Rozdział 3

548 21 17
                                    

Miałam chwilkę wolnego czasu, więc postanowiłam nie siedzieć bezczynnie w domu i wybrać się na spacer. Uwielbiam chodzić po parku. Na chwilkę przystanęłam obok placu zabaw. Przyglądałam się dzieciom, które zjeżdżały ze zjeżdżalni, czy też budowały zamki z piasku w piaskownicy. Uwielbiam dzieci, a w przyszłości myślę o swoich, ale Thomas nawet nie chce o tym słyszeć. Może kiedyś zmieni zdanie. Sięgnęłam do kieszeni po mój telefon w celu sprawdzenia godziny. Robiło się późno, więc zmierzałam w stronę wyjścia z parku.

Kiedy byłam już nie daleko domu zobaczyłam mojego nowego sąsiada, który dosyć szybkim krokiem wracał do swojej posiadłości. Pewnie dlatego, że tak się śpieszył nie poczuł, że coś mu wypadło. Kiedy podeszłam do jego zguby okazało się, że był to jego portfel. W środku znalazłam dokumenty. Zamknęłam portfel i przeszłam przez ulicę. Weszłam na schody, które prowadzą do wyjścia, do domu. Zapukałam, a kiedy nikt nie otworzył użyłam dzwonka. Po chwili przede mną pojawił się Leon, który nie co zdziwił się na mój widok.

- O, cześć.

- Nie zgubiłeś czegoś?

Zapytałam machając mu portfelem przed nosem.

- O Jezu dziękuję, nawet nie zauważyłem, że go zgubiłem.

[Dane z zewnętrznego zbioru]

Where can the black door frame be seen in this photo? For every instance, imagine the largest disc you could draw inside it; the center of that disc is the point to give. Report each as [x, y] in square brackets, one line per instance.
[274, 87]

Zaprosiłbym cię do środka, ale mam tu nie mały bałagan, wiesz, kartony i te sprawy.

Podrapał się nerwowo po głowie.

- Nic nie szkodzi, ja i tak nie mam zbyt wiele czasu.

- To może... Przyjdziesz jutro? Wracam z uczelni o 12, więc może o 15? - skinęłam delikatnie głową.

- Piętnasta.

Odwróciłam się na pięcie i ponownie znalazłam się na schodach, tym razem prowadzącym w dół.
Kiedy byłam już na dole obejrzałam się za siebie. Tak jak myślałam Leon stał w drzwiach i czekał, aż odejdę. Zaśmiałam się pod nosem i ruszyłam do domu.

...
- Fu! Co to ma być?! - Thomas skrzywił się, próbując kolacji, którą przygotowałam.

- Jajecznica z pomidorami. Zawsze lubiłeś.

- Zawsze dało się to zjeść. - chłopak pdepchnął od siebie talerz i wstał od stołu.

Westchnęłam cicho. Odwróciłam się i zaczęłam zmywać naczynia.

....

Po długim dniu weszłam do łazienki z zamiarem wzięcia prysznica. Odłożyłam koszulę nocną obok umywalki i już miałam zamiar zciągać z siebie ubrania kiedy coś przykuło moją uwagę.
Podniosłam z podłogi kawałek papieru. Wizytówka.

Agencja toważyska
María Franco
Adres: ul. Huevos Grandes
Tel: 6372801737

Pewnie wyleciała z kieszeni Thomasa... Odłożyłam ją na bok i zaczęłam robić wszystkie wieczorne czynności.

...

- Thomas. Mogę wiedzieć co to jest?

Podstawiłam mu pod nos moje znalezisko. On na to zmarszczył brwi.

- Skąd to masz?

- Leżało w łazience.

- Och weź nie rób afery. To nie jest moje. Marco mi pewnie podrzucił - powiedział i wrócił do przeglądania czegoś w telefonie.

- Aa... Ok. Marco ci podrzucil... To wszystko wyjaśnia.

- Oj, chodź. - rzucił mnie na łóżko.

- Nie, Thomas! Wyjaśnij mi to. - odepchnęłam go od siebie.

- A co tu wyjaśniać? No przestań już taka być, spędźmy razem tę namiętną noc - zaczął całować mnie po szyi.

- Ale ja nie mam ochoty.

-Ale ja mam ochotę!

Oj ta noc będzie namiętna. Dla Thomasa.

****************

Sieemanko!
No ten... Męczyliści mnie, więc jest.
Jeśli chodzi o tą wizytówkę, wszystko jest zmyślone (jeśli ktoś zna hiszpański, to pewnie podobała mu się nazwa ulicy;)).